A novel technological approach facilitates the protection of intelligent IoT devices utilized in various healthcare applications. However, this also increases the risks of potential DDoS cyberattacks, which pose extremely critical threats to the infrastructures we protect. While deep learning (DL)-based intrusion detection techniques have demonstrated commendable accuracy in learning to classify such threats, the efficiency of the techniques remains an issue for cyber security practitioners, primarily due to opacity in the algorithms employed. To alleviate such concerns, this research proposes a hybrid CNN-LSTM architecture for the detection of DDoS attacks on WSN-IoT-based healthcare systems.

The growing impacts of network security threats have been countered effectively by DDoS attacks. The hybrid model was also evaluated against the CICDDoS2019 dataset and demonstrated commendable efficiency with an accuracy of 99% and a loss of 0.05%. The capabilities of the individual CNN multitask and LSTM on IoT-enabled real world systems were validated and demonstrated the hybrid model to possess considerable additional potential for further applications due to the concurrent utilization of spatial and temporal DDoS attack detection. The DDoS attack prevention strategies clearly demonstrated potential to enhance the security of IoT networks.
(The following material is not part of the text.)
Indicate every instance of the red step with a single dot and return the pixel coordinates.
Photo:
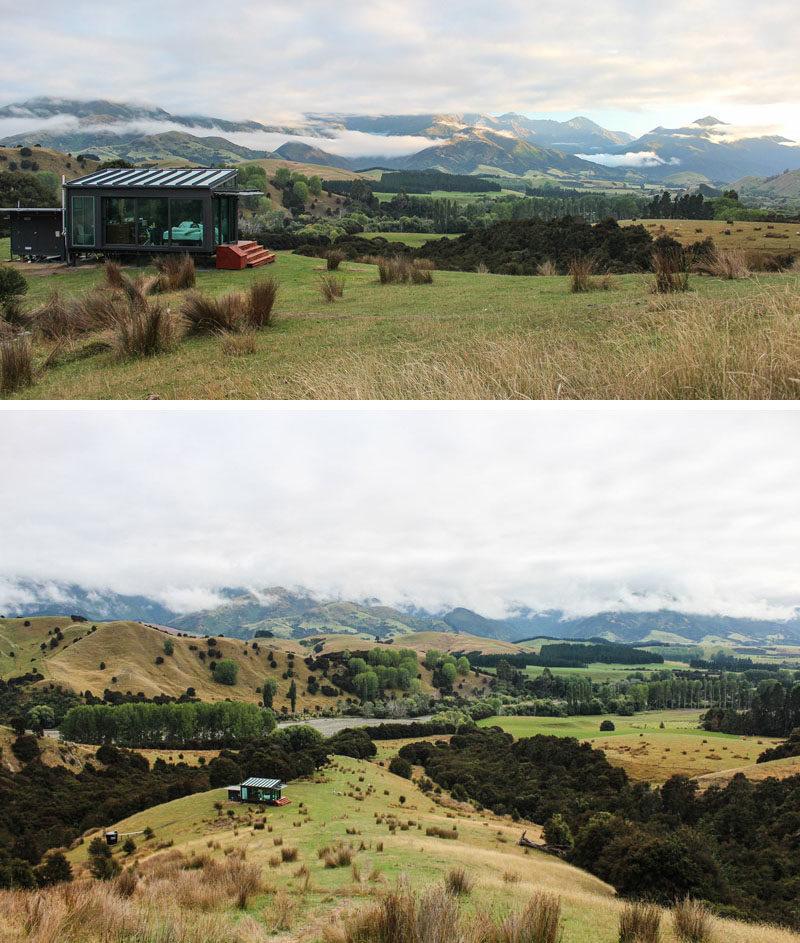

Evaluations of the current systems will be performed primarily using the same logic that has already been described, e specially in terms of learning how to deal with the less common DDoS assaults. The power of the systems and the computing architecture that sustain the systems will also be directed to the issues of computing complexity in order to process the information quickly so that threats can be identified and the delays in the threat identification cycle eliminated. In addition to that already mentioned, evaluating the effectiveness of the system will provide the opportunity to model and analyze other parameters that will certainly influence the effectiveness of the system. For example, we could increase the volume of the managed flows in the network and increase the values of the parameters from the same network in real time.